2倍の料金は痛いですが、「重いエンジンに燃費改造を組み合わせる」運用設計で十分吸収可能です。Batch API半額・プロンプトキャッシュ・GPT-5.4との使い分けで、コスト増の大半を無効化できます。

AI運用は「新モデルが出たら即全切替」でも「慎重すぎて触らない」でもなく、自社データで検証してから判断するのが正解です。GPT-5.5の登場は、その判断フレームを今のうちに整備しておく良い契機です。

FAQ:よくある質問

Q1. GPT-5.5はいつからAPIで使えますか?

2026年4月23日の発表時点では「近日公開」のみ告知されており、具体日は未発表です。OpenAIの過去パターンを考慮すると、2026年5月中〜下旬のAPI公開が有力視されます。それまでの期間はChatGPT UI(Plus以上)またはCodexアプリ経由でアクセスできます。

Q2. GPT-5.5 ProとGPT-5.5標準版はどう使い分けるべきですか?

GPT-5.5 Proは長時間思考・高難度タスク専用のモデルで、出力料金がGPT-5.5標準版の6倍です。数学的証明、複雑な設計判断、法務文書の精査、複数条件を満たす最適化問題などに限定して使い、日常的な要約・翻訳・分類は標準版が適切です。常時Proを使う運用はコスト効率が悪く、ChatGPT UI(Pro/Business/Enterprise)での利用が基本になります。

Q3. GPT-5.5は日本語で使うと性能が落ちますか?

公式ベンチマークに日本語評価は含まれていませんが、筆者がCodex経由で試した範囲では、GPT-5.4比で敬語や専門用語の精度が体感できる範囲で改善しています。ただし定量データが無いため、業務導入前には自社タスクでのA/B検証が必須です。システムプロンプトを英語化し、few-shot例を2〜3個添える設計はGPT-5.4と同じく引き続き有効です。

Q4. ChatGPT FreeプランでGPT-5.5は使えますか?

使えません。FreeプランはGPT-5.3ベースのまま1日数回の制限付き運用で、GPT-5.5およびGPT-5.5 Proは対象外です。GPT-5.5を試したい場合はChatGPT Plus(月額約3,000円)以上のプランへのアップグレードが必要で、追加API料金なしにUIから使えます。

Q5. OpenAIが言う「SWE-Bench ProのClaudeにmemorizationの疑い」は本当ですか?
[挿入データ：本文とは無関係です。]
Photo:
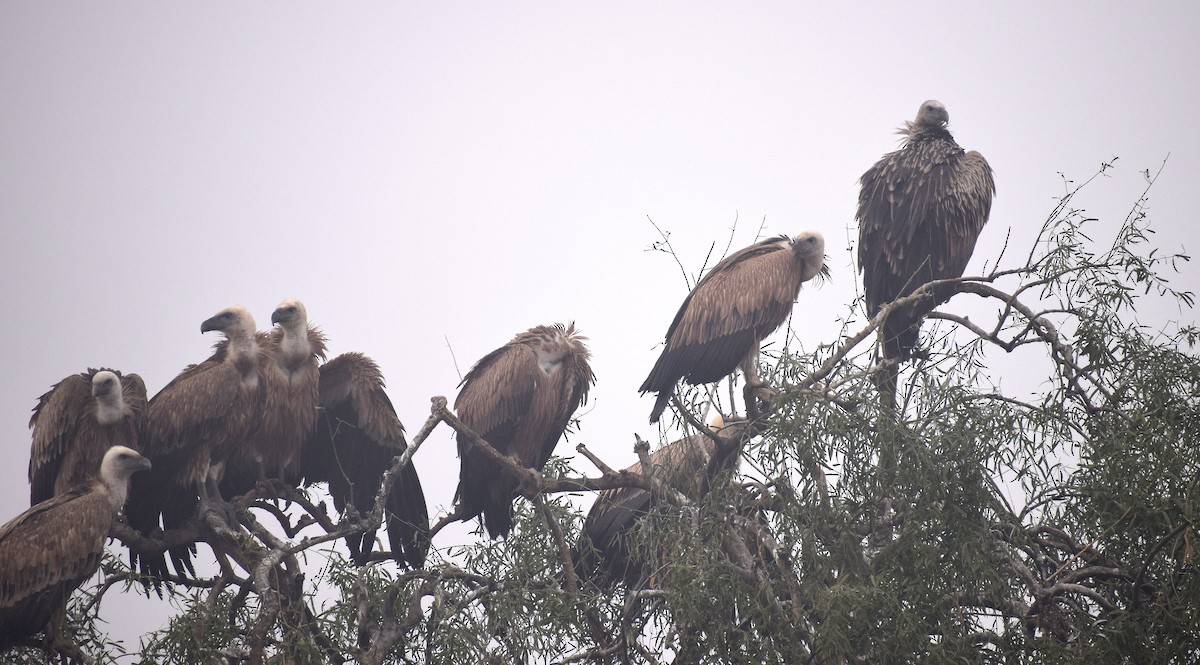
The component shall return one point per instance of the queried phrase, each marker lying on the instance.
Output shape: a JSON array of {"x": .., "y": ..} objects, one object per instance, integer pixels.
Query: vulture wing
[
  {"x": 57, "y": 418},
  {"x": 357, "y": 437},
  {"x": 46, "y": 552}
]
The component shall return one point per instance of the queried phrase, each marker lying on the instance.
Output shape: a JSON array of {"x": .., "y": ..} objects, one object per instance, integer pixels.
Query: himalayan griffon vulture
[
  {"x": 921, "y": 210},
  {"x": 192, "y": 427},
  {"x": 47, "y": 551},
  {"x": 609, "y": 551},
  {"x": 76, "y": 421},
  {"x": 353, "y": 444},
  {"x": 291, "y": 357},
  {"x": 520, "y": 399},
  {"x": 724, "y": 319}
]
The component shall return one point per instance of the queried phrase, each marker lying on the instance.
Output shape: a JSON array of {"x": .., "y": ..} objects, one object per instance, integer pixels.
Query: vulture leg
[{"x": 756, "y": 393}]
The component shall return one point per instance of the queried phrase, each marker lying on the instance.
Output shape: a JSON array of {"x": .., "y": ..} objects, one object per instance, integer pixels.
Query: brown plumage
[
  {"x": 76, "y": 421},
  {"x": 353, "y": 444},
  {"x": 724, "y": 319},
  {"x": 193, "y": 425},
  {"x": 607, "y": 552},
  {"x": 520, "y": 399},
  {"x": 47, "y": 551},
  {"x": 291, "y": 357},
  {"x": 921, "y": 210}
]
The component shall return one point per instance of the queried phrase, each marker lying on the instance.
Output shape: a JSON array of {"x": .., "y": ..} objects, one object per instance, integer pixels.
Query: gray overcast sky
[{"x": 430, "y": 173}]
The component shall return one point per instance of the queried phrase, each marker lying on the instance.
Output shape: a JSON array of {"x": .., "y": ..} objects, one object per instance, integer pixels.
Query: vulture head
[
  {"x": 931, "y": 117},
  {"x": 291, "y": 316},
  {"x": 809, "y": 251},
  {"x": 555, "y": 343},
  {"x": 235, "y": 322},
  {"x": 106, "y": 390},
  {"x": 118, "y": 466}
]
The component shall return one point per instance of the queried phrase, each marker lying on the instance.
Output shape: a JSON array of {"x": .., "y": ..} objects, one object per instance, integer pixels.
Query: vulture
[
  {"x": 606, "y": 553},
  {"x": 192, "y": 426},
  {"x": 520, "y": 399},
  {"x": 730, "y": 311},
  {"x": 353, "y": 444},
  {"x": 289, "y": 359},
  {"x": 47, "y": 551},
  {"x": 76, "y": 421},
  {"x": 921, "y": 210}
]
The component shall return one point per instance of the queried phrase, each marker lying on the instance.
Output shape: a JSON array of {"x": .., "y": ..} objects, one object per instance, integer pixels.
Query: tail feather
[{"x": 660, "y": 405}]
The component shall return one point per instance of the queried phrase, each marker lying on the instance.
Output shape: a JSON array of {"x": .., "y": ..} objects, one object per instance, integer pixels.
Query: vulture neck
[
  {"x": 294, "y": 351},
  {"x": 111, "y": 408},
  {"x": 115, "y": 486},
  {"x": 244, "y": 355}
]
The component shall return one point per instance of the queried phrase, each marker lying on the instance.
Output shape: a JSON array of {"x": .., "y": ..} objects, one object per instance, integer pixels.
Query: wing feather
[{"x": 58, "y": 541}]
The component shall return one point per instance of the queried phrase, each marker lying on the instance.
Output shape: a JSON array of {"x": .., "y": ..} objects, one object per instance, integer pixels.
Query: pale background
[{"x": 438, "y": 177}]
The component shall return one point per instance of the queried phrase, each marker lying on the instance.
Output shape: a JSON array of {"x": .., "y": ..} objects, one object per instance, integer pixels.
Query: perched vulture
[
  {"x": 79, "y": 419},
  {"x": 47, "y": 551},
  {"x": 606, "y": 553},
  {"x": 731, "y": 310},
  {"x": 193, "y": 425},
  {"x": 353, "y": 444},
  {"x": 520, "y": 399},
  {"x": 921, "y": 210},
  {"x": 291, "y": 355}
]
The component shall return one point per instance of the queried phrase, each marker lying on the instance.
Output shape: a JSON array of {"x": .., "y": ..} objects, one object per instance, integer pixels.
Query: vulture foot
[{"x": 759, "y": 397}]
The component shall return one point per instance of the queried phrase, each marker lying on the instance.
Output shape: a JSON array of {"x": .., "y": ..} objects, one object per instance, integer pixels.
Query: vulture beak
[{"x": 211, "y": 324}]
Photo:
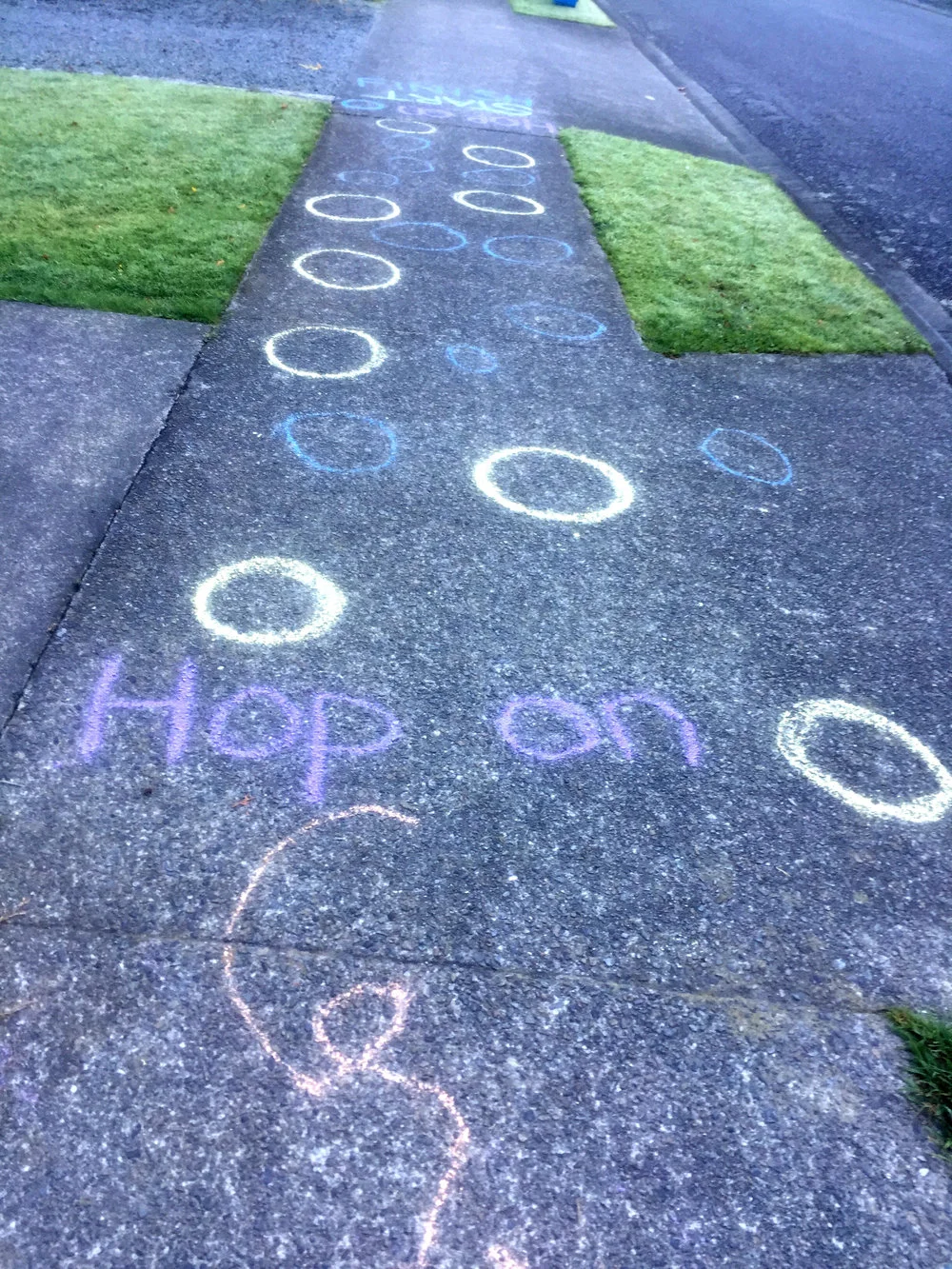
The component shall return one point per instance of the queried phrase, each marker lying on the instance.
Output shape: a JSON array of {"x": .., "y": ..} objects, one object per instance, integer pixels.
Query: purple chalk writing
[
  {"x": 105, "y": 702},
  {"x": 577, "y": 719},
  {"x": 322, "y": 750},
  {"x": 219, "y": 724}
]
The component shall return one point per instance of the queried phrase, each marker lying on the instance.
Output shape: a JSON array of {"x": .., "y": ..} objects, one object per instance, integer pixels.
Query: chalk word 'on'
[
  {"x": 798, "y": 727},
  {"x": 624, "y": 495},
  {"x": 310, "y": 730},
  {"x": 329, "y": 601},
  {"x": 585, "y": 730}
]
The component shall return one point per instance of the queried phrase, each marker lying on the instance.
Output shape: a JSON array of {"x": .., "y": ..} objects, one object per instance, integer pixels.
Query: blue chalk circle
[
  {"x": 744, "y": 453},
  {"x": 471, "y": 359},
  {"x": 406, "y": 141},
  {"x": 409, "y": 164},
  {"x": 421, "y": 236},
  {"x": 368, "y": 179},
  {"x": 505, "y": 176},
  {"x": 528, "y": 248},
  {"x": 554, "y": 321},
  {"x": 377, "y": 439}
]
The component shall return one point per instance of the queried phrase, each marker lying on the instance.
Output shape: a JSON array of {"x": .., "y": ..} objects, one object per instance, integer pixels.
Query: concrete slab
[
  {"x": 593, "y": 1123},
  {"x": 286, "y": 45},
  {"x": 82, "y": 399},
  {"x": 479, "y": 62},
  {"x": 543, "y": 762}
]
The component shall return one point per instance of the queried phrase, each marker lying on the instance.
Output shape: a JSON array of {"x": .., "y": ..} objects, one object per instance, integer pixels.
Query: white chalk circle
[
  {"x": 377, "y": 353},
  {"x": 411, "y": 127},
  {"x": 303, "y": 262},
  {"x": 327, "y": 606},
  {"x": 499, "y": 149},
  {"x": 624, "y": 495},
  {"x": 311, "y": 205},
  {"x": 464, "y": 198},
  {"x": 796, "y": 728}
]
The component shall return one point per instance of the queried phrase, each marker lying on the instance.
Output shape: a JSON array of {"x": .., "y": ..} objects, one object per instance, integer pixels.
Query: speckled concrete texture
[
  {"x": 307, "y": 46},
  {"x": 607, "y": 1126},
  {"x": 83, "y": 395},
  {"x": 490, "y": 928}
]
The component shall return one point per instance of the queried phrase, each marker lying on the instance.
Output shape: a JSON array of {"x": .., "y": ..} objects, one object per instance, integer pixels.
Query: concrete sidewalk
[{"x": 436, "y": 892}]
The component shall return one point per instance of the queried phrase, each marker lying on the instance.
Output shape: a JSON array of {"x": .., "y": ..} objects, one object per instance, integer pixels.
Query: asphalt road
[{"x": 853, "y": 95}]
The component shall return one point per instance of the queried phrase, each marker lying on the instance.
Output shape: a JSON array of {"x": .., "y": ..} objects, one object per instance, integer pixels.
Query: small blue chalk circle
[
  {"x": 718, "y": 445},
  {"x": 559, "y": 250},
  {"x": 471, "y": 359},
  {"x": 577, "y": 327},
  {"x": 286, "y": 429},
  {"x": 452, "y": 239}
]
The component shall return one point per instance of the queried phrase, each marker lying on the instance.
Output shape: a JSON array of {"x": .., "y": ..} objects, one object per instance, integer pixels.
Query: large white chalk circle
[
  {"x": 499, "y": 149},
  {"x": 528, "y": 206},
  {"x": 301, "y": 266},
  {"x": 311, "y": 205},
  {"x": 377, "y": 357},
  {"x": 624, "y": 495},
  {"x": 329, "y": 601},
  {"x": 796, "y": 728}
]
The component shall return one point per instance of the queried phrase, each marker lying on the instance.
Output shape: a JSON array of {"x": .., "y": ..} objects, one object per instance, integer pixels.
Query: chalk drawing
[
  {"x": 471, "y": 359},
  {"x": 221, "y": 717},
  {"x": 624, "y": 495},
  {"x": 286, "y": 429},
  {"x": 311, "y": 205},
  {"x": 798, "y": 727},
  {"x": 403, "y": 144},
  {"x": 579, "y": 720},
  {"x": 103, "y": 701},
  {"x": 554, "y": 321},
  {"x": 329, "y": 711},
  {"x": 410, "y": 164},
  {"x": 377, "y": 357},
  {"x": 503, "y": 176},
  {"x": 362, "y": 103},
  {"x": 413, "y": 127},
  {"x": 501, "y": 149},
  {"x": 348, "y": 1069},
  {"x": 304, "y": 260},
  {"x": 718, "y": 446},
  {"x": 465, "y": 198},
  {"x": 620, "y": 734},
  {"x": 426, "y": 94},
  {"x": 329, "y": 601},
  {"x": 366, "y": 176},
  {"x": 409, "y": 233},
  {"x": 503, "y": 248}
]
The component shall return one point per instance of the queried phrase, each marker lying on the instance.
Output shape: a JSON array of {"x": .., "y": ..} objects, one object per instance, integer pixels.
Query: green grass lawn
[
  {"x": 928, "y": 1040},
  {"x": 715, "y": 258},
  {"x": 139, "y": 195},
  {"x": 585, "y": 10}
]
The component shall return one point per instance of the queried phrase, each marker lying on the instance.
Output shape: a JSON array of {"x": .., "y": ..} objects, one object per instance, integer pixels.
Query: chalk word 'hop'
[
  {"x": 799, "y": 726},
  {"x": 235, "y": 727},
  {"x": 524, "y": 719}
]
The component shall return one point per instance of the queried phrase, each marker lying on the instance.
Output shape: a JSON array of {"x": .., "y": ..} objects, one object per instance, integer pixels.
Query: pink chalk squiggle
[{"x": 400, "y": 998}]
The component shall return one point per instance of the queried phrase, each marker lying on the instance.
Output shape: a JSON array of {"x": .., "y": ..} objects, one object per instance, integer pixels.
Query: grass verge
[
  {"x": 714, "y": 258},
  {"x": 928, "y": 1040},
  {"x": 585, "y": 10},
  {"x": 140, "y": 195}
]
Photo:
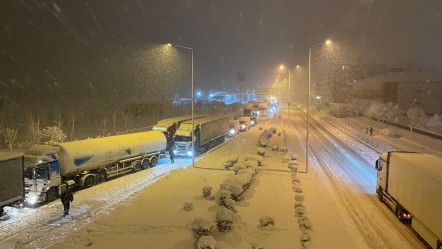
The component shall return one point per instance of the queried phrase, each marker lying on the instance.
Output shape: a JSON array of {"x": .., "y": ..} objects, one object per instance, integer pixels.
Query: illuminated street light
[
  {"x": 308, "y": 99},
  {"x": 193, "y": 102}
]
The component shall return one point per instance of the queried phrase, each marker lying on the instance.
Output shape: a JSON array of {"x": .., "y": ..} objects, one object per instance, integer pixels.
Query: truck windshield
[{"x": 178, "y": 138}]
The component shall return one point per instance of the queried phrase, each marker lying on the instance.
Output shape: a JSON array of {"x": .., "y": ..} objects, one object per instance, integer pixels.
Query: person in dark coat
[
  {"x": 171, "y": 155},
  {"x": 66, "y": 198}
]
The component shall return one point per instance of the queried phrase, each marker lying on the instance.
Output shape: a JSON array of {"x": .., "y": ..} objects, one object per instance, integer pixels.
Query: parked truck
[
  {"x": 209, "y": 131},
  {"x": 169, "y": 126},
  {"x": 411, "y": 185},
  {"x": 50, "y": 170},
  {"x": 12, "y": 187}
]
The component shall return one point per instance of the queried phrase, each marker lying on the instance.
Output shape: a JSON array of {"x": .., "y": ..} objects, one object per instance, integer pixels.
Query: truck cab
[{"x": 42, "y": 174}]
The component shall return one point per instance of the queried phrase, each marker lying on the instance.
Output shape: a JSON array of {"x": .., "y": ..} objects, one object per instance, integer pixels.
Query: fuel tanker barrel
[{"x": 96, "y": 153}]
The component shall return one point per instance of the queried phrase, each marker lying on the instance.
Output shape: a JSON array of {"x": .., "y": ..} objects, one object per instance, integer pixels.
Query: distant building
[{"x": 403, "y": 88}]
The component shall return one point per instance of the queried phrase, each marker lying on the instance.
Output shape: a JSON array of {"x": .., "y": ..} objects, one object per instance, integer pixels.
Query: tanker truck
[
  {"x": 50, "y": 170},
  {"x": 12, "y": 187},
  {"x": 411, "y": 186},
  {"x": 209, "y": 132}
]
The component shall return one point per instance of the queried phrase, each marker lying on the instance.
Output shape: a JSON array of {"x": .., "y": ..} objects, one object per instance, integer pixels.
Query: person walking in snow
[
  {"x": 66, "y": 198},
  {"x": 171, "y": 155}
]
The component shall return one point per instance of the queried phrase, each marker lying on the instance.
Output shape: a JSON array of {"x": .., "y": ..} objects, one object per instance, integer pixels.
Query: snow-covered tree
[
  {"x": 9, "y": 136},
  {"x": 389, "y": 112},
  {"x": 53, "y": 135},
  {"x": 435, "y": 123},
  {"x": 417, "y": 117}
]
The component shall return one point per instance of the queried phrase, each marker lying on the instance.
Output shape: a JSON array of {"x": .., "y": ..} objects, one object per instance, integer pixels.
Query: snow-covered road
[{"x": 348, "y": 167}]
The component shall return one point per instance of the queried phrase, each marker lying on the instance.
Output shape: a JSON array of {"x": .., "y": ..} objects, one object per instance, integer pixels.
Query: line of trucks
[{"x": 43, "y": 172}]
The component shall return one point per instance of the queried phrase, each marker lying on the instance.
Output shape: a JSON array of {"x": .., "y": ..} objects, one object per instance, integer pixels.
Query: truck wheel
[
  {"x": 136, "y": 166},
  {"x": 153, "y": 161},
  {"x": 399, "y": 210},
  {"x": 89, "y": 181},
  {"x": 145, "y": 163},
  {"x": 51, "y": 194},
  {"x": 380, "y": 194}
]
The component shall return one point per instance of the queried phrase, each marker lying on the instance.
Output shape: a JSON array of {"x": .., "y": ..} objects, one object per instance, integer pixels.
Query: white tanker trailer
[{"x": 49, "y": 170}]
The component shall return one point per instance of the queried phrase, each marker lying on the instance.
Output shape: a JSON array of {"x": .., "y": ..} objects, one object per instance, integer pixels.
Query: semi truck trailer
[
  {"x": 411, "y": 185},
  {"x": 50, "y": 170},
  {"x": 12, "y": 187},
  {"x": 209, "y": 131}
]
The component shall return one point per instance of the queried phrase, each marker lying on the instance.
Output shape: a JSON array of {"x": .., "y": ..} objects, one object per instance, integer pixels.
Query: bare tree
[
  {"x": 53, "y": 135},
  {"x": 9, "y": 136}
]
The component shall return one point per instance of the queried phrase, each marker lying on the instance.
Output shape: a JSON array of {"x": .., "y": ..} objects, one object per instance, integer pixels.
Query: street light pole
[{"x": 193, "y": 102}]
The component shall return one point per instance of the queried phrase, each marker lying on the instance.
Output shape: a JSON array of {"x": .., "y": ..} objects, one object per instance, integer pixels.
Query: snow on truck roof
[
  {"x": 6, "y": 155},
  {"x": 428, "y": 163},
  {"x": 163, "y": 124}
]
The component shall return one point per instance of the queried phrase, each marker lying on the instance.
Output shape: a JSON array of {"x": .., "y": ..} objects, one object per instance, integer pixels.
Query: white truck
[
  {"x": 209, "y": 131},
  {"x": 411, "y": 185},
  {"x": 12, "y": 187},
  {"x": 49, "y": 170}
]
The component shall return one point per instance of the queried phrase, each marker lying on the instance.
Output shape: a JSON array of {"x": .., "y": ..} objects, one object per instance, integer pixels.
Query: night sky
[{"x": 108, "y": 48}]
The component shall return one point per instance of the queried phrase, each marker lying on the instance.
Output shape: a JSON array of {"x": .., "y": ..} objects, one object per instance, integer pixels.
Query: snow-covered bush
[
  {"x": 207, "y": 191},
  {"x": 206, "y": 242},
  {"x": 263, "y": 141},
  {"x": 201, "y": 227},
  {"x": 222, "y": 196},
  {"x": 235, "y": 190},
  {"x": 238, "y": 166},
  {"x": 265, "y": 221},
  {"x": 231, "y": 160},
  {"x": 261, "y": 151},
  {"x": 8, "y": 136},
  {"x": 257, "y": 158},
  {"x": 224, "y": 219},
  {"x": 188, "y": 206}
]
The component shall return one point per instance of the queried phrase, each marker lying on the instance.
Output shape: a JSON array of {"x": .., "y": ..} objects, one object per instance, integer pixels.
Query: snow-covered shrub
[
  {"x": 261, "y": 151},
  {"x": 223, "y": 195},
  {"x": 266, "y": 221},
  {"x": 234, "y": 189},
  {"x": 274, "y": 147},
  {"x": 293, "y": 167},
  {"x": 224, "y": 219},
  {"x": 263, "y": 141},
  {"x": 231, "y": 160},
  {"x": 297, "y": 189},
  {"x": 238, "y": 166},
  {"x": 201, "y": 227},
  {"x": 304, "y": 223},
  {"x": 251, "y": 163},
  {"x": 282, "y": 149},
  {"x": 206, "y": 242},
  {"x": 299, "y": 211},
  {"x": 257, "y": 158},
  {"x": 188, "y": 206},
  {"x": 207, "y": 191},
  {"x": 8, "y": 136}
]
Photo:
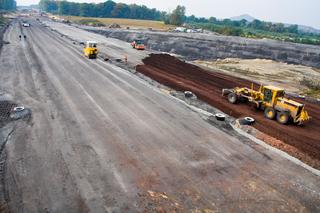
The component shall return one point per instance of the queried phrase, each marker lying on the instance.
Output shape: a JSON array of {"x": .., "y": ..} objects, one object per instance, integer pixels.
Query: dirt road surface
[
  {"x": 109, "y": 47},
  {"x": 208, "y": 86},
  {"x": 102, "y": 140}
]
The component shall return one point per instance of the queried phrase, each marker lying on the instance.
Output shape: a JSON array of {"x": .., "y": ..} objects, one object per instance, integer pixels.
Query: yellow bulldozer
[
  {"x": 90, "y": 50},
  {"x": 272, "y": 100}
]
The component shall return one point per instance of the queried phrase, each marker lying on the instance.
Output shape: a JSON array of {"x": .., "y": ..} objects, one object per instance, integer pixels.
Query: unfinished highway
[{"x": 103, "y": 140}]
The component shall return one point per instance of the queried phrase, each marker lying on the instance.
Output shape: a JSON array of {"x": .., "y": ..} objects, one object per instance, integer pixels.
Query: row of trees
[
  {"x": 108, "y": 9},
  {"x": 256, "y": 24},
  {"x": 8, "y": 5}
]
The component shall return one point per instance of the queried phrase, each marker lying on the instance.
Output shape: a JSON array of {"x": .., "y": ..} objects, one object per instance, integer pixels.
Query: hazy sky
[{"x": 306, "y": 12}]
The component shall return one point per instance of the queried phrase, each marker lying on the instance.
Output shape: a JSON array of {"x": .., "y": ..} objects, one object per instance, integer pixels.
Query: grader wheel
[{"x": 270, "y": 113}]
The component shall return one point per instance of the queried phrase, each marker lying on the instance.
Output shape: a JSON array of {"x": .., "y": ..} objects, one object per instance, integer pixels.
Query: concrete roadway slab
[{"x": 102, "y": 140}]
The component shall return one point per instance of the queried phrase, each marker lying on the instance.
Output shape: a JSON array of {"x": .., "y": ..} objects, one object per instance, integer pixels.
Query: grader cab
[
  {"x": 90, "y": 50},
  {"x": 272, "y": 100}
]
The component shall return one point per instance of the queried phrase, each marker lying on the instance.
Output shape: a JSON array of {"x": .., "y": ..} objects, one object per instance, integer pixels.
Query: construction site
[{"x": 108, "y": 120}]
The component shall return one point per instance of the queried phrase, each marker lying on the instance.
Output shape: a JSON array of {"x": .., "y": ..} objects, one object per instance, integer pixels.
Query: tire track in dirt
[{"x": 179, "y": 75}]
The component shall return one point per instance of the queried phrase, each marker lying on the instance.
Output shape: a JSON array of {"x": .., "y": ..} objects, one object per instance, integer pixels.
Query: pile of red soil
[{"x": 207, "y": 85}]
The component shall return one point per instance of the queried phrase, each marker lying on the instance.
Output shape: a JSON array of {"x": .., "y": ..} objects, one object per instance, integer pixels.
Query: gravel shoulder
[{"x": 102, "y": 140}]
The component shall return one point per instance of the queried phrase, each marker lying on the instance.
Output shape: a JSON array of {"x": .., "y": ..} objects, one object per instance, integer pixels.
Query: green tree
[{"x": 178, "y": 16}]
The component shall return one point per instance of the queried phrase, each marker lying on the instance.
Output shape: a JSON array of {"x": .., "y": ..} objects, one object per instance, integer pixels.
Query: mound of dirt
[{"x": 207, "y": 85}]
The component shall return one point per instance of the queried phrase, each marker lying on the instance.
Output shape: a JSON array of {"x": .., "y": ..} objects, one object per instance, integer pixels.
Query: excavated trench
[{"x": 207, "y": 85}]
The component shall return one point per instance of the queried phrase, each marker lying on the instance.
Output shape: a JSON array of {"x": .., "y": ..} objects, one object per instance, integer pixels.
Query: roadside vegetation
[
  {"x": 135, "y": 23},
  {"x": 255, "y": 29}
]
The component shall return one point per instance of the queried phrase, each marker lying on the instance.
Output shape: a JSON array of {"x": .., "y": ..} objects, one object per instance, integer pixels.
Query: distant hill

OpenAIが発表資料内で指摘していますが、具体的な裏付けデータは公開されておらず、Anthropic側の反論もまだ出ていません。独立検証機関の結果を待つのが賢明です。運用者の現実的な立場は、両モデルを自社データで並行評価し、自分のタスクで勝つ方を選ぶことで、公式の互いの主張は参考情報にとどめるのが安全です。